O Mapa Sob o Assoalho
O rangido da madeira sob os pés de Helena não era apenas um som de desgaste; era um lembrete constante de que o tempo, assim como a estrutura da casa de chá, estava cedendo. Faltavam vinte e oito dias para o leilão judicial. O cronômetro invisível ditava o ritmo dos seus movimentos na cozinha, onde o cheiro de fermento vivo — o único elemento estável em sua vida atual — lutava contra o odor de poeira e madeira úmida. Helena cravou o pé de cabra na fresta entre as tábuas centrais do assoalho. O estalo seco da madeira cedendo foi violento, um protesto de décadas de esquecimento sendo forçado a abrir.
Ao remover a terceira tábua, o metal bateu contra algo sólido. Não era o som surdo de terra, mas o tilintar metálico de uma caixa de pressão oxidada. Antes que pudesse processar o conteúdo, o som de botas de couro sobre a pedra do pátio interrompeu a cadência.

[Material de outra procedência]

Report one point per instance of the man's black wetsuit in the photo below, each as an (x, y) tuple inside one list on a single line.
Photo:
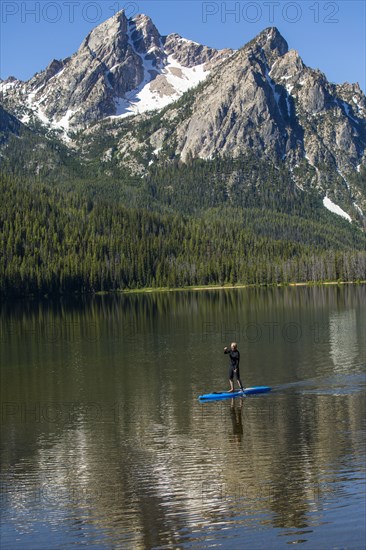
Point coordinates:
[(234, 364)]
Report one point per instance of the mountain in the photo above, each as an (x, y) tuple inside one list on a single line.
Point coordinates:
[(133, 101), (124, 66)]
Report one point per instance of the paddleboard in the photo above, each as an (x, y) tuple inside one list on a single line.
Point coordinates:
[(237, 393)]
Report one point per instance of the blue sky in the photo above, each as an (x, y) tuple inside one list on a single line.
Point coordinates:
[(329, 35)]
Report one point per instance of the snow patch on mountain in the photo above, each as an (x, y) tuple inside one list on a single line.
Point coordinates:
[(168, 86), (330, 205)]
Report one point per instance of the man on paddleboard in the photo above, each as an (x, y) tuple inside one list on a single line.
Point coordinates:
[(234, 356)]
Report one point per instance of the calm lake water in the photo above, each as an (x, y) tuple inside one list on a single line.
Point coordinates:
[(104, 443)]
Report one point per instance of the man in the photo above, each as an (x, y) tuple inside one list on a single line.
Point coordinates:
[(234, 365)]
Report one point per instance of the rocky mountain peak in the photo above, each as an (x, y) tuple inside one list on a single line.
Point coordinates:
[(110, 32), (271, 43)]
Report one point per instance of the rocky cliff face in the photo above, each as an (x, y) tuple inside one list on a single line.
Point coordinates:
[(261, 98), (122, 67)]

Lucas entrou sem pedir licença, sua presença uma invasão calculada.
— O leiloeiro corrigiu a notificação, Helena. Vinte dias. Não trinta — disse ele, estendendo um envelope pardo com a frieza de quem entrega uma sentença. Ele olhou para o buraco no assoalho com um desdém contido. — Você está perdendo tempo com tábuas podres. A estrutura não se salva com boa vontade.
Helena não se levantou. Ela limpou o suor da testa com o antebraço, deixando uma mancha de terra na pele, e manteve a mão sobre a caixa que acabara de desenterrar.

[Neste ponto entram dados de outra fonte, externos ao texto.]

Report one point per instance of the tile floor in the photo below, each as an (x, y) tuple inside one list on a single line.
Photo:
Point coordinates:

— Você vê metros quadrados, Lucas. Eu vejo uma fundação que sobreviveu a crises que pessoas como você sequer imaginam — ela respondeu, a voz firme. Com um movimento preciso, abriu a caixa. Dentro, não havia apenas cartas, mas um mapa desenhado à mão, indicando um sistema de ventilação térmica que conectava a cozinha a uma câmara oculta sob a fundação. Lucas deu um passo à frente, sua máscara de investidor trincando ao ver o diagrama técnico detalhado.
Mais tarde, com o mapa como guia, Helena focou na única linguagem que Lucas e Alzira entenderiam: competência. Ela assou o primeiro pão, a crosta dourada estalando conforme perdia calor. Dona Alzira observava do umbral, o semblante ainda endurecido pela desconfiança. Helena cortou uma fatia, o miolo macio e aerado revelando o trabalho paciente de dias.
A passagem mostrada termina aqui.